Pero es que temática y estilísticamente da para una sesuda tesis doctoral. Por 
ejemplo, el arranque de “Halid Majid el Achicharrado” en la página 19 está tan 
sazonado de la más fina ironía de crónica de sociedad a lo Dorothy Parker, que 
es un crimen no indicarlo. Relato dentro de otro relato, hay mucha chicha en 
este que sirve de referente de lo que podríamos denominar “complejidad 
transparente”. ¿Cuento antropológico de modernidad rabiosa? No sé cómo llamarlo, 
pero como todos los vecinos recogidos en estas páginas, viene con una enseñanza 
ejemplarizante adherida. 
 
La 
historia no es más que una sucesión de relatos que se amañan a conveniencia. El criador de gorilas, destilado en el 
alambique de la pura invención ficcional, contiene más verdad que muchos libros 
de historia juntos. Dicho con ampulosidad: sería el mapamundi existencial de un 
tiempo pasado, que delimita un territorio corral de intrigas y teatro de 
operaciones para el espionaje en voz alta, imán para gentes con vidas poco 
ejemplares. Rincón al que la pátina de exotismo y pintoresquismo se le empieza a 
afear y hay que darle brillo (“Los bandidos de Uad-Djuari” se encargarán de 
ello).
 
¿Que 
qué otros aderezos temáticos contiene?
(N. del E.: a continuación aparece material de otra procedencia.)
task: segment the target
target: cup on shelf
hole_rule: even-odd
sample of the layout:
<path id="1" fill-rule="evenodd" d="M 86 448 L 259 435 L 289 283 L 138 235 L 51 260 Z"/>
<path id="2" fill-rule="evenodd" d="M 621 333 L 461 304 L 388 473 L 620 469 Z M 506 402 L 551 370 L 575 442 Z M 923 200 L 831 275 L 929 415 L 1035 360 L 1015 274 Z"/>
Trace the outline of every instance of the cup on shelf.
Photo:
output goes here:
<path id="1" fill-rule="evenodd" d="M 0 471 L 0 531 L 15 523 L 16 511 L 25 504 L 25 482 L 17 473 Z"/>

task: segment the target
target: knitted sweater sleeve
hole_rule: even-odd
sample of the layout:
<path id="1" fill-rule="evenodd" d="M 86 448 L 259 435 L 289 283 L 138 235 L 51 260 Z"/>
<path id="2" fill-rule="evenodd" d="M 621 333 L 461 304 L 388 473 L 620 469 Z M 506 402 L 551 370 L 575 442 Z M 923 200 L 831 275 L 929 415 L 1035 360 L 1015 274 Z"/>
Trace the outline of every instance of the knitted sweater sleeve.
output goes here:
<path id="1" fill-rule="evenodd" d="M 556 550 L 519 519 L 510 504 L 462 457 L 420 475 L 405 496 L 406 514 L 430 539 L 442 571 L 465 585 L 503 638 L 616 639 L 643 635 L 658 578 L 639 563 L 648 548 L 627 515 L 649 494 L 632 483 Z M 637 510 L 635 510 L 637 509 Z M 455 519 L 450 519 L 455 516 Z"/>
Traición y tradición, castigo, crueldad, 
miseria, lo mágico desdibujado por lo onírico (el único quizá más flojo “Odio 
desde la otra vida”), lo puramente mágico (broche de oro para el libro, 
“Historia del señor Jeffries y Nassim el egipcio”), y un antihéroe “blanco” en 
“La factoría de Farjalla Bill Ali” (magnífica la planificación del volumen, que 
se abre y se cierra con verdaderos diamantes). 
 
Y 
aunque lo disimulen muy bien, una proporción importante de las historias hunde 
sus raíces en la negrura de la codicia. “El cazador de orquídeas” (página 116: 
“Yo mentiría si dijera que la muerte del 
«ojo 
de Alá», 
como le llamábamos un poco burlonamente nos importó. Estábamos envenenados de 
codicia. Veinte mil dólares danzaban ahora en nuestra mente.”). 
 
En 
fin, que pocas veces quince relatos con la extensión justa (el más largo, doce 
páginas) bastaron para construir un universo tan amplio y distinto, tan bien 
medido como para saciar sin hartazgo. Y eso de la mano de un solo escritor. Sin 
la prótesis del hermano postizo que me había fabricado.